With economic and political risks seemingly on the rise, investors are huddling together for protection. Much of their seeming exuberance has been narrowly confined to a few leading mega-cap stocks. While the S&P 500 has turned in a strong performance of more than 16% year to date, the equal-weighted version of the index is up only 3.5%. Meanwhile, the top 10 companies of the index are collectively up over 50% year to date. The S&P MidCap 400 index is up 1.7% year to date while the S&P SmallCap 600 index is down 2.3%.

The same story applies to many other asset classes. Very few are outperforming the S&P 500 year to date, with the exception of the even more top-heavy Nasdaq 100. The Dow Jones U.S. Real Estate index is down 4%, and international companies represented by the MSCI All Cap World ex-US index are up just 5.4% year to date. Harry Markowitz famously called diversification “the only free lunch in investing.” More or less universally, investors who diversify their portfolios across industries and asset classes in accordance with that wisdom are being punished with underperformance relative to the stock index values being quoted on CNBC. We all have mega cap envy. It is probably not wise to be as concentrated personally as the indices have become, but in a bull market, greed rules and “wise” comes to mean “doing whatever is working.”

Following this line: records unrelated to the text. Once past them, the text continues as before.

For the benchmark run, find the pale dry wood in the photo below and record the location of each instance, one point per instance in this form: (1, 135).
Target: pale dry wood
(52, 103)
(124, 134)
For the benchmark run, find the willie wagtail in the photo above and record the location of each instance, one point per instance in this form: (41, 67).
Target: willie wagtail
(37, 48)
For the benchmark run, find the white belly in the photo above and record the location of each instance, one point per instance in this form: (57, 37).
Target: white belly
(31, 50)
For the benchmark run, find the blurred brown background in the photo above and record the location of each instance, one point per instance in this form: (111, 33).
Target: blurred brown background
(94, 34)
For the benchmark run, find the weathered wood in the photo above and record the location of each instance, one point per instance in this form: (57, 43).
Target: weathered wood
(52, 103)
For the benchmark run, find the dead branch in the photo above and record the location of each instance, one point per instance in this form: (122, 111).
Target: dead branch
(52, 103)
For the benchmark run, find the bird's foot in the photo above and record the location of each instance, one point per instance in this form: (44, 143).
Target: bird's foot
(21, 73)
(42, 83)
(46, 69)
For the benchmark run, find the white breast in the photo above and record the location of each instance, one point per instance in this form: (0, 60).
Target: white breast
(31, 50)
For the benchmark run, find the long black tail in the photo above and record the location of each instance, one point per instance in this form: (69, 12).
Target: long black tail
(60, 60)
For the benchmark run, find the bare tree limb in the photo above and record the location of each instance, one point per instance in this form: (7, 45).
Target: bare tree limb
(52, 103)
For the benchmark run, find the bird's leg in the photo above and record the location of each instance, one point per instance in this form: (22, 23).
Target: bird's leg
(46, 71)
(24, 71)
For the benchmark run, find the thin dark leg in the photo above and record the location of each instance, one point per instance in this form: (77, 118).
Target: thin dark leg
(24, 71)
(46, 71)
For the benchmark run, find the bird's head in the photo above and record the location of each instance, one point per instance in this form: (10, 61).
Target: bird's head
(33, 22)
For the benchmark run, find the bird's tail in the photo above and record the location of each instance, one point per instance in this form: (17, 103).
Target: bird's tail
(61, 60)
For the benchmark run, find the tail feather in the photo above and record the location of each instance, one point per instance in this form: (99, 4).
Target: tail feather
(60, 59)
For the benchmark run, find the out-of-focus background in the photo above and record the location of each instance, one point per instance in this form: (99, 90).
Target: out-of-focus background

The relative underperformance of other indices vs. the S&P 500 should create opportunities. While large-cap companies represented by the S&P 500 are currently priced at a price-to-forward earnings multiple of 18, the S&P 400 is trading at 13, and the S&P 600 is at 11. These lower valuations should provide ample opportunities to find attractive investments for investors and managers willing to do their homework. The alternative of crowding further into the largest, best-performing companies in the market does not sound very smart, but again, there is what common sense seems to support and then there is what has worked. We doubt whether common sense will ever be the death of us, although it has been the death of relative performance recently. Solid companies at fair valuations remain the best way to make money reliably over time.